There’s a storm starting up outside my window, and there has been a storm brewing in my heart for a while now. I feel that everything I have carried out in the past will soon come home to either haunt me right up till my death or fly like a vulture over my body, just waiting till I stop breathing. I woke up from a dream just now, where I was wandering in a foreign city, and I’m not sure if it was Paris or Tokyo, but it’s a location that I often visit in my dreams. Bookstores are very much part of my dream world. I have at least three bookshops that I see in my dreams. I’m sure that they are based on actual stores, but to this day, I can’t figure out which store or in what location. The bookstore last night was a second-hand store that always sold exciting titles and mostly was Penguin editions from the 1940s. The store was located on a side street off the giant arcade. I remember there were Americans on the road, but tourists of some sort and manner. I couldn’t find the store, and when I woke up, I felt a great depression upon me. I think through my dreams, I’m trying to see heaven, but alas, it is so close to me that I can almost feel it - but then I awake, and I’m left with a storm outside, representing how I feel inside my heart and soul.
I’m not a great traveler, but I do travel time-to-time, and it’s always for the pleasure of looking for satisfaction in some area of the world that will spark my imagination. I often dream of going to the cinema, and it is always a theater located in a very urban part of the city - meaning not in the suburbs. I know it’s a film by Jean-Luc Godard, with a soundtrack by Nino Rota, but as far as I know, the soundtrack or the Godard film does not exist in the awakening life. But my dream of the film is in great detail, and it is an actual movie, including credits, stars, and so forth. And even though the soundtrack was by Rota, I made up the music and orchestration in my dream. This is unbelievable to me because I’m utterly tone-deaf and couldn’t carry a melody if your life depended on it. Nevertheless, I have the entire orchestration and the narrative of this film in great detail in my dream life.

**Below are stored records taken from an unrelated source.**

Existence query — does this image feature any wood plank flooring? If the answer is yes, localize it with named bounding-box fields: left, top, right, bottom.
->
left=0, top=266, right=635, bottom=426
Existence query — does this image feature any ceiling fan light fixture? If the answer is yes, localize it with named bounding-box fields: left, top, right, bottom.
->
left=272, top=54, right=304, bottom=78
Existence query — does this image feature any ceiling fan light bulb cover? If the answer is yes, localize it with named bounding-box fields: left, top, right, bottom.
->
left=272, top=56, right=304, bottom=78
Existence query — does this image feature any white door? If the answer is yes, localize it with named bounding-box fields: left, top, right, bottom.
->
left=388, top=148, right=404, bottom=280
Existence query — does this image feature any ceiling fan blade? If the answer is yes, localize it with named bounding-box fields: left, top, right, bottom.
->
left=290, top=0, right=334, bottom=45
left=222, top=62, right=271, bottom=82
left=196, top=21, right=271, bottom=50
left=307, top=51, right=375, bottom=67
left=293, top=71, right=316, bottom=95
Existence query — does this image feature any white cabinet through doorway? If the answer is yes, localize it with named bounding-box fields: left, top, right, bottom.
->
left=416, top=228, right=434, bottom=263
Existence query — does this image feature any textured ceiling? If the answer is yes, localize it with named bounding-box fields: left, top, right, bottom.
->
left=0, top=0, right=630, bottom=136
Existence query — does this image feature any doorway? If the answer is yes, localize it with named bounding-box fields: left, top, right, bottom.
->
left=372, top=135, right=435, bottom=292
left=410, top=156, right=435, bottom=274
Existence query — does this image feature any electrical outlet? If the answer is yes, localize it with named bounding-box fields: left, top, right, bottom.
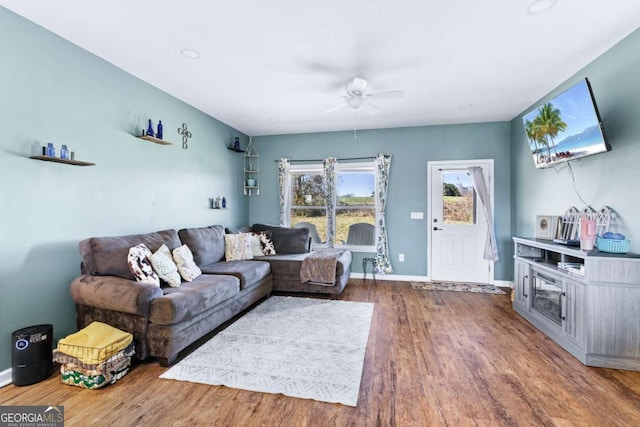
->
left=399, top=253, right=405, bottom=262
left=410, top=212, right=424, bottom=219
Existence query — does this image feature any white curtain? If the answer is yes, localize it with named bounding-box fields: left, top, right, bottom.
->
left=278, top=158, right=291, bottom=226
left=468, top=166, right=499, bottom=261
left=323, top=157, right=337, bottom=247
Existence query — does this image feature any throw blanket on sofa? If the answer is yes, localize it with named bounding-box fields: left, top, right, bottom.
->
left=300, top=249, right=343, bottom=286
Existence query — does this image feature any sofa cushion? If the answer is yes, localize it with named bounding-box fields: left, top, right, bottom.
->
left=70, top=275, right=163, bottom=316
left=252, top=223, right=310, bottom=254
left=149, top=274, right=240, bottom=325
left=200, top=260, right=271, bottom=290
left=178, top=225, right=225, bottom=267
left=82, top=229, right=181, bottom=280
left=260, top=251, right=352, bottom=280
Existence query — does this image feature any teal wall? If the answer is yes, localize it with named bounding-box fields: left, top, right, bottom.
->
left=249, top=123, right=512, bottom=280
left=510, top=27, right=640, bottom=252
left=0, top=8, right=249, bottom=372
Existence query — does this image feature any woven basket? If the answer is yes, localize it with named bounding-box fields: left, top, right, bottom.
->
left=597, top=237, right=630, bottom=254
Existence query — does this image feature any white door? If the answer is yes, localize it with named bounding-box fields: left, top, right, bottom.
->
left=428, top=160, right=494, bottom=284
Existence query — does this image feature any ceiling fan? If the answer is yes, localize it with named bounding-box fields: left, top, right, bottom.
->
left=324, top=77, right=405, bottom=114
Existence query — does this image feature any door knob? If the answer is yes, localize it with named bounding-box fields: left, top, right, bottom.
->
left=433, top=226, right=443, bottom=231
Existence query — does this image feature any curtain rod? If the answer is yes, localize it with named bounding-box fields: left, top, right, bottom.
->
left=438, top=167, right=473, bottom=171
left=273, top=155, right=389, bottom=163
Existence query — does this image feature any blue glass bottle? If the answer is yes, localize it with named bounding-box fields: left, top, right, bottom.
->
left=46, top=143, right=55, bottom=157
left=222, top=197, right=226, bottom=208
left=156, top=120, right=163, bottom=139
left=146, top=119, right=155, bottom=137
left=60, top=144, right=69, bottom=160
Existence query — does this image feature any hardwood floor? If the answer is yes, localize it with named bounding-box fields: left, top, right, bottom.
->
left=2, top=280, right=640, bottom=426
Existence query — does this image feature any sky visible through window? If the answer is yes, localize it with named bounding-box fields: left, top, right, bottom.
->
left=443, top=172, right=472, bottom=189
left=338, top=173, right=374, bottom=197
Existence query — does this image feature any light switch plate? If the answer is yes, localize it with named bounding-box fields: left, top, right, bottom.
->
left=410, top=212, right=424, bottom=219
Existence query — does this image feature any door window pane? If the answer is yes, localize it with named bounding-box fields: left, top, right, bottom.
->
left=442, top=172, right=476, bottom=225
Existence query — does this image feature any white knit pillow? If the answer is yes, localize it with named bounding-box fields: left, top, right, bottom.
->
left=172, top=244, right=202, bottom=282
left=150, top=244, right=181, bottom=287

“Tell me, can one at all denote thinking and feeling as things entirely separable? I cannot imagine a sublime intellect without the ardor of emotion.” In my awakened life, I try to separate my feelings from my daily actions. A sense of detachment is essential for a writer, so in theory, that artist can see his work placed in a bigger context. Yet, in my dreams, I’m consistently emotional, and when I do see a film in that state or landscape, it fits perfectly with how I’m feeling at that moment. When I’m conscious and writing in a library or my studio, I think not connected to the written page in front of me. “My aesthetic is that of the sniper on the roof.” Yet, I lose focus once my morning starts, and I have to face the afternoon and then the dread of the evening. Only in dreams do I seem to exist in my most total capacity as a writer and human being.
“Art attracts us only by what it reveals of our most secret self.” Therefore I feel dead, yet only alive in my deepest dream. On the other hand, “knowing this to be a worthless life to live, why do I keep living on? Because life contains something called beauty.” And for me, the beauty in my life is in a dream.